# was für eine auflösung beim durchlichtaufsatz?



## Transmitter (1. Oktober 2002)

hi!

stimmt es, dass der scanner ca. 2000 px können sollte, bevor man damit vernünftig dias einscannen kann?

es sollte schon was aussehen nachher! 

thx schon mal
cu - transmitter


----------



## propaganda X (11. November 2002)

ja schon, kommt aber vor allem darauf an, wofür du es verwenden willst unf v.a. wie groß du dann ein bild brauchst.

also ich denke, wenn man semiprofessionell arbeiten will, sollte man sich besser einen richtigen filmscanner zulegen, fast alle scanner mit durchlichtaufsatz sind einfach nicht wirklich dafür geeignet, meistens leidet die schärfe ganz erheblich und es wird wohl auch heftiger als beim papierbild interpoliert.

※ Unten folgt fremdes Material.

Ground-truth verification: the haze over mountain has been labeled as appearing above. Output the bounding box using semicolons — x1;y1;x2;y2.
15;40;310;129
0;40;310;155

man könnte theoretisch auch anhand von gewünschter auflösung, scannerauflösung und vorlagengrösse die maximal mögliche (bzw. vernünftige) Größe ausrechnen, allerdings traue ich den meisten angaben der hersteller nicht so richtig über den weg, da ich auch nicht weiss, wie die software wirklich funktioniert.

zum schluss: unter 2000 dpi auflösung bringt es jedenfalls für richtige printgeschichten nicht wirklich was, fürs web kann man das schon machen.


----------



## Transmitter (12. November 2002)

ok, thx .. das hat mir weitergeholfen 

cu


----------



## ruhrkeule04 (31. Dezember 2002)

du meinst wahrscheinlich 2000 dpi (druckpunkte pro inch).

die meisten (billigen) scanner, so um die 200-300€ können 600x1200 dpi. das reicht für den normalen hausgebrauch auch völlig aus. sogar um ordentliche ausdrucke auf einem normalen printer mit fotopapier zu machen.

für das internet reicht die auflösung sowieso, denn dort werden ja nur 72 dpi benötigt (bildschirmauflösung).

für scans zum ausdrucken auf papier mit 300dpi einscannen, dann funtionierts.


----------